Von Niemandem

Auf dem großen Spielplatz sind zwei etwa fünfjährige Mädchen auf der Nestschaukel. Ein ungefähr gleichaltriger Junge mit einem gut 2 Meter langem viel verzweigten Ast in der Hand steht vor der Schaukel und schlägt jedes Mal, wenn sie in seiner Richtung in die Höhe schwingt, auf den Rand der Schaukel. Ziemlich feste. Die Zweige ragen beim Schlag in die Schaukel hinein.
Eines der Mädchen sagt beim zweiten Schlag, er soll das lassen. Ich frage mich, wo die Eltern sind. Die von dem Mädchen und die von dem Jungen. Offensichtlich nicht präsent. Ich frage mich, ob ich einschreiten soll. Zögere kurz. Sage mir dann: Bei Erwachsenen würde ich ja auch etwas sagen in einer Situation, wo einer dem anderen wehtun könnte.
Also stehe ich von der Bank auf, mache ein paar Schritte auf drei zu und sage:
– Lässt du das das bitte mit dem Stock. Das ist gefährlich.
Der Junge hält inne. Sieht mich an. Unbeeindruckt.
– Du weißt gar nicht, wer ich bin, sagt er.
– Stimmt, sage ich.
– Dann kannst du mir auch nicht sagen, was ich tun soll.
– Doch, sage ich. Das kann ich.

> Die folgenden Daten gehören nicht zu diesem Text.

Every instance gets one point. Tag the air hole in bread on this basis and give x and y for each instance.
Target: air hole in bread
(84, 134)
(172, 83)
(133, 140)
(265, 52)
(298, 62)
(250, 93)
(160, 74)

Weil das gefährlich, was du da tust.
Er sieht mich weiterhin an. Direkt in die Augen. Dann sagt er:
– Du bist nur ein Popo.
Die Mädchen lachen. Er lacht auch. Er hat aber aufgehört zu schlagen. Ich bleibe noch kurz stehen, dann setze ich mich wieder.
Das versuche ich meinen Kindern beizubringen. Keiner kann dir etwas sagen. Niemand außer Lehrern, Erziehern, Eltern von Freunden haben das Recht, dir etwas zu verbieten. Lass dich nicht beeindrucken von Fremden, die dich maßregeln wollen. Wenn die was zu sagen haben, sollen die zu mir kommen.
Vielleicht haben die Eltern des Jungen das besser vermittelt, als ich das bei meinen Kindern geschafft habe. Ich habe Respekt davor.
Aber natürlich gehe ich nächstes Mal wieder dazwischen.